Education And Experience

• Preferred bachelor's degree in related field or equivalent combination or experience and education
• Five (5) plus years of IT Security, Assessment, Compliance experience.
• CISSP, CISM, CRISC, or CISA preferred
• Experience in managing and accessing information security risks
• Functional knowledge of ISO 27001, NIST, PCI, AICPA SOC2

Required Skills And Abilities

• Ability to formulate and communicate strategies and concepts to non-technical associates
• Ability to read and interpret documents clearly and informatively
• Well-developed verbal and listening communication skills
• Strong written communication skills with the ability to write technical documentation, reports and correspondence
• Ability to define problems, collect data, establish facts, and draw valid conclusions
• Ability to exercise good judgment and make sound decisions independently; delegate/escalate issues appropriately
• Ability to solve practical problems and deal with a variety of concrete variables in situations where only limited information is available
• Analytical thinker with desire to be continually challenged
• Well-developed interpersonal skills, including proven ability to interact with diverse personalities and in a tactful, mature, and flexible manner
• Ability to establish creditability and be decisive but also to recognize and support the organization’s preference and priorities
• Ability to work under strict deadlines, detail oriented, and the flexibility to think of alternative solutions
• Ability to initiate immediate interaction, coordination, and collaboration with team members, clients, customers etc.
• Excellent written and oral communication skills, with the ability to brief stakeholders on complex issues in a succinct manner

Our Culture and Values

At eSentire we work in a collaborative and innovative work environment. We work with brilliant and passionate people who strive and encourage others to do their best. eSentire’s idea-rich environment welcomes creative and sometimes unconventional perspectives!
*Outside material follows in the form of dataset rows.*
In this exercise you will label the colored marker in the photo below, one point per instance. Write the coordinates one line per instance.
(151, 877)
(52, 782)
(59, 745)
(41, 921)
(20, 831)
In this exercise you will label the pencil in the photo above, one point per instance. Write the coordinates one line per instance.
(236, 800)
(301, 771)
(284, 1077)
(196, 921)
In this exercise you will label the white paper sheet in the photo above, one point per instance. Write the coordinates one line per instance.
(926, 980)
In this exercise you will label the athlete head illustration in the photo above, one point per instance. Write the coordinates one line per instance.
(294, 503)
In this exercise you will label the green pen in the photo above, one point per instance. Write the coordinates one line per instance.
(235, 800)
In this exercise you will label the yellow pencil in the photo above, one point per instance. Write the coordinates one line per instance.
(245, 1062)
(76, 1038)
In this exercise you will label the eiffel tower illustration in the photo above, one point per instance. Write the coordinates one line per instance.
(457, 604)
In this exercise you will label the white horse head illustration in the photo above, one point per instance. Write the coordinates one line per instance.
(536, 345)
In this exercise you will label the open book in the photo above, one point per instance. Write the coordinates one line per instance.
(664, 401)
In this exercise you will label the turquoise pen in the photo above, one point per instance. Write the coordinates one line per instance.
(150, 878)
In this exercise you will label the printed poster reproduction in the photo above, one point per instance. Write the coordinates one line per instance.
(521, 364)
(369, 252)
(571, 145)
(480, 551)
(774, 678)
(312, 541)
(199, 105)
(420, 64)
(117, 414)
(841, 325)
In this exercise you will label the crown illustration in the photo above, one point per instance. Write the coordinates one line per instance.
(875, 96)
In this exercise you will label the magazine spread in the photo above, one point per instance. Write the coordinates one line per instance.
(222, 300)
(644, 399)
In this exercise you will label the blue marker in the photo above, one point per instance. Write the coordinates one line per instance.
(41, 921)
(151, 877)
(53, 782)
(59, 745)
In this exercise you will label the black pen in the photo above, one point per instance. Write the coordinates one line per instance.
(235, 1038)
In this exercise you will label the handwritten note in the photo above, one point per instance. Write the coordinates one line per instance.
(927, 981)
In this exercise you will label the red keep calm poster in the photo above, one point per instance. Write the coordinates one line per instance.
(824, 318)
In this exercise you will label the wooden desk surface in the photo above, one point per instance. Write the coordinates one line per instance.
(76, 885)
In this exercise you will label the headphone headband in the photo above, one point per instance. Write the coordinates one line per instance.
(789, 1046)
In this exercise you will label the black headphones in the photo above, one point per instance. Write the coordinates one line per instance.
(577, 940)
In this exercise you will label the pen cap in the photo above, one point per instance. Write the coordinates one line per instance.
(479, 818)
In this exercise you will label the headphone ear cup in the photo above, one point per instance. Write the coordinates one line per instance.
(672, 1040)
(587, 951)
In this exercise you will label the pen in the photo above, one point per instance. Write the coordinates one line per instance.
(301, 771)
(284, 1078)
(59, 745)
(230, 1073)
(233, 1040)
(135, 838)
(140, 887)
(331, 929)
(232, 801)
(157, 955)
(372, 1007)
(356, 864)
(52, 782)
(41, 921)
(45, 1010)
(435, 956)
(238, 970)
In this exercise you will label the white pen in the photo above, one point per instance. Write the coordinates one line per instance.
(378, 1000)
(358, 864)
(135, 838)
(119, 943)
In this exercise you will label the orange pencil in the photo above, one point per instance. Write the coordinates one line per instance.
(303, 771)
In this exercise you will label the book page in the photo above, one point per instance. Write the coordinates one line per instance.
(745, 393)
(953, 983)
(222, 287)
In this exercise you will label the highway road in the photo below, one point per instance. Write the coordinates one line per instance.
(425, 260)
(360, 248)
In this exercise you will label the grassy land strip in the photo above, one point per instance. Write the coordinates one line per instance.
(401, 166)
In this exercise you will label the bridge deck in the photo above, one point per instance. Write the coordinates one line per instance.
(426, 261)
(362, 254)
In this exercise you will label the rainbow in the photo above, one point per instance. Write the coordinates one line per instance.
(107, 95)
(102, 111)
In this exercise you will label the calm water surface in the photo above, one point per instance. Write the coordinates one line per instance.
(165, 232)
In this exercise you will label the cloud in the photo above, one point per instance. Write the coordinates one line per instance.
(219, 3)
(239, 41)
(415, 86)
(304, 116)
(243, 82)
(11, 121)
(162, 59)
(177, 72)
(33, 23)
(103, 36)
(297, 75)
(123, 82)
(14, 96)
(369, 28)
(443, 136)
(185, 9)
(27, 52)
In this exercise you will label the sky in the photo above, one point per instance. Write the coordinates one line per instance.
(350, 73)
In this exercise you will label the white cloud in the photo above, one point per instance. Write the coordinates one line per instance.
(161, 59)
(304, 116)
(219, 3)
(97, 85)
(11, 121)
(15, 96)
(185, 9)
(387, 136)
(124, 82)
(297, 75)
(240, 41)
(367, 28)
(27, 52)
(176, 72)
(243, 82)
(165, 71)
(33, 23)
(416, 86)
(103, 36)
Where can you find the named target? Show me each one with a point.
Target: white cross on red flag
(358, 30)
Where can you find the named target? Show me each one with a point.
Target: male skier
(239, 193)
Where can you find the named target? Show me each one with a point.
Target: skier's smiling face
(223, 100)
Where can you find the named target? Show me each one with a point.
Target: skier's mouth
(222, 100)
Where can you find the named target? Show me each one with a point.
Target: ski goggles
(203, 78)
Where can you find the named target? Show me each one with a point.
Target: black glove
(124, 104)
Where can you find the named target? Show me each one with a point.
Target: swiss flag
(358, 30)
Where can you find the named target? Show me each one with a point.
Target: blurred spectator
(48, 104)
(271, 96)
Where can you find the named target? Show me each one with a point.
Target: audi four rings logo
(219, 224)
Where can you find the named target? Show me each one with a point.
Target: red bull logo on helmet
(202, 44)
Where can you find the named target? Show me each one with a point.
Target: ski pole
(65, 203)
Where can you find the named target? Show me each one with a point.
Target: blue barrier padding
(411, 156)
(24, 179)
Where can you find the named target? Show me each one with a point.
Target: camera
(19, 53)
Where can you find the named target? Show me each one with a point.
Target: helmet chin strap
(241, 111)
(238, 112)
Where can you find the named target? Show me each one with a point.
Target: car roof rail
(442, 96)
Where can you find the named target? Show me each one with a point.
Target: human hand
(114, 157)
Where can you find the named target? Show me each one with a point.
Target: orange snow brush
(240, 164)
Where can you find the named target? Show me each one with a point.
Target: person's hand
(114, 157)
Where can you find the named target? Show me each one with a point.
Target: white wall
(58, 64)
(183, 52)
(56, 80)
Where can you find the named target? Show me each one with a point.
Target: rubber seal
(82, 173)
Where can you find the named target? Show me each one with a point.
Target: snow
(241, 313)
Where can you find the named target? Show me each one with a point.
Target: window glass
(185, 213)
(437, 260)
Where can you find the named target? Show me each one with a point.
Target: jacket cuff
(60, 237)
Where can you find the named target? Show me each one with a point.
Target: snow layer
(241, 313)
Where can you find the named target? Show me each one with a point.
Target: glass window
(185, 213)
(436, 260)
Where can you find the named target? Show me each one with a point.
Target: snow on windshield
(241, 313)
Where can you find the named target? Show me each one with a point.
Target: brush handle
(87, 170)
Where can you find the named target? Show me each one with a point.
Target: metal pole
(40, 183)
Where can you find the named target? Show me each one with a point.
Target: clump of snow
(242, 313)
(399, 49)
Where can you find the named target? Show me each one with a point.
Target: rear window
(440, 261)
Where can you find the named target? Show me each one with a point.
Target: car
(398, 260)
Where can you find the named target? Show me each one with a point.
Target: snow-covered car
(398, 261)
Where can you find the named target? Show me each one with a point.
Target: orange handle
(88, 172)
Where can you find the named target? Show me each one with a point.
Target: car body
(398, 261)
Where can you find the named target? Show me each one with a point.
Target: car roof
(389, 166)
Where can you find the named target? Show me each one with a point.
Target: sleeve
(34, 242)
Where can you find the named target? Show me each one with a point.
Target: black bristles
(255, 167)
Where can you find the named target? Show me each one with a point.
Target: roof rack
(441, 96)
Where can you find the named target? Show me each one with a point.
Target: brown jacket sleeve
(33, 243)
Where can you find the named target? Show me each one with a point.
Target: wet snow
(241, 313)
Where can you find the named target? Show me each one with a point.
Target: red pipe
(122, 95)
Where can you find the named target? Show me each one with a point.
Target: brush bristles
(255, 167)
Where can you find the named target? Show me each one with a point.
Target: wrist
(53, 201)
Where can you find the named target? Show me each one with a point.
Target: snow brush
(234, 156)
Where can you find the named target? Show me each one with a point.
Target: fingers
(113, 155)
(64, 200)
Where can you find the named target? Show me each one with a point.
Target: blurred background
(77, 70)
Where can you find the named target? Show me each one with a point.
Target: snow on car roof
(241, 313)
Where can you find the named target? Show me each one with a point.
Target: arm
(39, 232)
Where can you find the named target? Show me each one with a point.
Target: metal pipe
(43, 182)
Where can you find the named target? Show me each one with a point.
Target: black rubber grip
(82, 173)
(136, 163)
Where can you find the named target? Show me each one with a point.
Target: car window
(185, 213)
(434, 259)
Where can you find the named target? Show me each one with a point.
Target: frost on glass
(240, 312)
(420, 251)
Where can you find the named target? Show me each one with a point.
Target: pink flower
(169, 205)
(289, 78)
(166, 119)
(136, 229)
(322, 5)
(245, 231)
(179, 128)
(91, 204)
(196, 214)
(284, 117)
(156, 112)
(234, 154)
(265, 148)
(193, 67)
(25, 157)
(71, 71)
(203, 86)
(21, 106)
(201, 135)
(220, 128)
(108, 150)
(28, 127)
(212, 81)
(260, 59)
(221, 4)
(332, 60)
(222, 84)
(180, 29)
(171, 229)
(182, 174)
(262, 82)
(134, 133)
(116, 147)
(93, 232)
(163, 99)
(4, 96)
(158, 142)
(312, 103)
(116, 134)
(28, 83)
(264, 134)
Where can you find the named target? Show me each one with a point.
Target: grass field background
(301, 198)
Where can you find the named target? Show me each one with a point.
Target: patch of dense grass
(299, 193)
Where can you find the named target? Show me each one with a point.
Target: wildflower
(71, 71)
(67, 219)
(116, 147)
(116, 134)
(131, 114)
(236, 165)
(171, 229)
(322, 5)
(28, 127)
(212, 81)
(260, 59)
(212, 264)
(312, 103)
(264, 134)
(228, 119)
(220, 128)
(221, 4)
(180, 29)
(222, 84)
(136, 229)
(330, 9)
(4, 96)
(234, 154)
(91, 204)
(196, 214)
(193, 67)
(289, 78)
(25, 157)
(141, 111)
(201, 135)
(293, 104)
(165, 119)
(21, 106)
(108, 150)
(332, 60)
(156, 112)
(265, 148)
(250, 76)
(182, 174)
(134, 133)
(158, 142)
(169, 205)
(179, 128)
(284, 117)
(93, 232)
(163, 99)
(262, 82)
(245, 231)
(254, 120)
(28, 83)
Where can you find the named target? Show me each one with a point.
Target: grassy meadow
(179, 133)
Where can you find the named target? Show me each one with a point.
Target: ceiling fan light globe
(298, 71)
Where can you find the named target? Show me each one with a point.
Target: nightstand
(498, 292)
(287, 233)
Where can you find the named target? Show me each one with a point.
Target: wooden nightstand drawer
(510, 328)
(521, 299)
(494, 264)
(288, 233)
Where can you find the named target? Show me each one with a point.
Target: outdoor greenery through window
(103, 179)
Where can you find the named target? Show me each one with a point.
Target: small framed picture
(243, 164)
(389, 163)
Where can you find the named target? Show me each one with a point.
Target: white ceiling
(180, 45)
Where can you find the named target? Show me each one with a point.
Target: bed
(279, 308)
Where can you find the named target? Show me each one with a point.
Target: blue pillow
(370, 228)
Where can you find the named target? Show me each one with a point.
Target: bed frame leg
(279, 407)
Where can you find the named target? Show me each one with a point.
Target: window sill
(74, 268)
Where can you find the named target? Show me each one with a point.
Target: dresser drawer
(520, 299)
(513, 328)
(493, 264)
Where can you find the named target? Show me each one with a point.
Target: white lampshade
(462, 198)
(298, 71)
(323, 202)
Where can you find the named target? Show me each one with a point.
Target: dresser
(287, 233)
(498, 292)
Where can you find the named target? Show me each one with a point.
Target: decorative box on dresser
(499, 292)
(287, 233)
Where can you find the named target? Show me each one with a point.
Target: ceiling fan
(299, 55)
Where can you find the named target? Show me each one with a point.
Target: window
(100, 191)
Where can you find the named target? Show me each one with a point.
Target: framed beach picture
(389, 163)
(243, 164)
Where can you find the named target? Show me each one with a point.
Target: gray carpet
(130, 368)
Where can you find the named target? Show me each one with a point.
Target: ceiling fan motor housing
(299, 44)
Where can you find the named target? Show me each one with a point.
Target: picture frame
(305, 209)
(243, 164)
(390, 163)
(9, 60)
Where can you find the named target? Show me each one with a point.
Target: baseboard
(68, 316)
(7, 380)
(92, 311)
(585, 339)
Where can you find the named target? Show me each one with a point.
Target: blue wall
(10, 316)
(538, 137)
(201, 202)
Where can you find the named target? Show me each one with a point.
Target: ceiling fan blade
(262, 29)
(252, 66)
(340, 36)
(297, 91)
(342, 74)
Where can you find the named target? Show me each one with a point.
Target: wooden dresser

We celebrate diversity, operating with mutual respect and consideration, in an environment that fosters inclusivity for all. We believe that a variety of perspectives, backgrounds, and experiences make us stronger – if you’re enthusiastic about this opportunity but don’t meet every qualification, we encourage you to apply anyway. It takes a diverse set of thoughts, cultures, backgrounds, and perspectives to be a true market leader.

Total Rewards

We believe in rewarding performance and providing comprehensive benefits tailored to support your well-being. Our package includes comprehensive health benefits, a flexible vacation plan, and participation in our company-wide equity program, allowing you to share in the success and growth of our organization.

Accommodation

If you have any accessibility requirements during the recruitment process, please reach out to our HR team at aoda@esentire.com and any accommodation needs will be addressed upon request. Your talents and unique perspectives are valued, and we look forward to the opportunity to work together to build a more inclusive future.

It's our mission at eSentire to protect our customers 24/7/365 and we extend this conviction to job seekers. During the application and interview process, eSentire will communicate with you from one of our corporate "@esentire.com" email addresses, never from a public email address. We strive to provide a welcoming, respectful, and thorough interview process, providing the candidate with ample opportunity to spend time with the hiring manager, recruiter, and future colleagues face to face, or using a video conference technology.